Sholin'hath fit un mouvement de la main pour lui faire signe d'attendre.

– Ton père fait partie de cette élite qui a su développer une forme de culture et de sociabilité capable de conditionner sa nature réelle. Il n'est donc pas un représentant de son espèce.

– Est-ce que tu te rends compte que tu parles d'êtres intelligents ?

– Je te demande maintenant d'arrêter de m'interrompre et de m'écouter jusqu'au bout.

Il commençait à s'agacer d'être contredit.

– Tu dis que les vampires sont intelligents. C'est exact, sans cela, ils n'auraient pu bâtir ainsi un semblant de culture pendant tant d'années. Cependant, si tu regardes d'un peu plus près, tu verras qu'ils se sont contentés de piocher parmi les autres civilisations leur technologie, leurs coutumes les moins barbares, leur art et certaines de leurs lois. Les constructions les plus anciennes et les réflecteurs de lumières sont l'héritage d'une ancienne espèce ! Ils ne sont que perversité sanglante sous une épaisse couche d'émail, que les années de paix ont fini par éroder.

Il s'était remis à arpenter la pièce en parlant avec véhémence.

– Les failles sont de plus en plus larges et les efforts de l'élite ne parvenaient plus à la calfeutrer, chez les plus sauvages de ses membres. J'ai pu observer l'installation des taudis au cœur même des cités, l'accroissement de la cruauté dans les Jeux, qui ne servent principalement plus qu'à mettre à mort, et l'abandon des champs. Il a à peine suffi de titiller leur instinct chasseur.

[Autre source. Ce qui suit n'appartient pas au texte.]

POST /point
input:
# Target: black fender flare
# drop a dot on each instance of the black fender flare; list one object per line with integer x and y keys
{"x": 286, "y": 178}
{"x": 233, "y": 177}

»Le fond de la nature vampirique n'est que perversité, cracha-t-il encore, des créatures faites pour dérober le sang d'autrui, vivant à leur dépend en vils parasites. Ils se repaissent, se couronnant maître de la mort en s'entourant des ossements de leurs ancêtres, dévorant la chair de leurs morts et assassinant pour leurs bons plaisirs. Ils sont pourris jusque dans leur façon de copuler, nonobstant la pure reproduction, organisant d'immenses orgies de corps entremêlés. Et la mutilation ! Ils se saignent les uns les autres, conservent parfois des stigmates en guise de trophée. Même des animaux n'agiraient pas ainsi !

L'attention de Sephenn décrut un peu à l'écoute de cette récrimination. Pas seulement par fatigue, mais par ce qu'il ne parvenait pas vraiment à suivre sa pensée. Ses propos instillait un certain malaise en lui.

Sholin'hath développait la conclusion pessimiste de ses observations en dépeignant une espèce déviante, digne d'incarner la race monstrueuse d'un film d'horreur. Il s'exprimait avec conviction et dégoût, argumentant dans ce qui sonnait comme une diatribe élaborée.

Lorsque son souffle lui manqua enfin, il prêta de nouveau attention à un Sephenn indécis. En vérité, son esprit embrouillé ne parvenait à élever de contradiction au discours développé, bien qu'il le mettait profondément mal-à-l'aise. Sholin'hath remarqua son trouble, il revint devant lui.

– Tu doutes encore ? Mets ton père de côté et pense aux vampires que tu rencontras ces derniers jours, à ceux qui t'emprisonnèrent, ceux qui te jetèrent dans l'arène, ceux qui te raillèrent.

Ceux-là ne lui avaient pas fait bonne impression.

Sephenn émit un bruit de gorge dans une grimace.

– Tu fus témoin de leur cruauté perverse, garde précieusement ce souvenir alors que tu méditeras mes propos. L'agitation réclame ma surveillance, je me dois de te laisser te reposer.

– Attends ! Libère mon esprit avant de partir !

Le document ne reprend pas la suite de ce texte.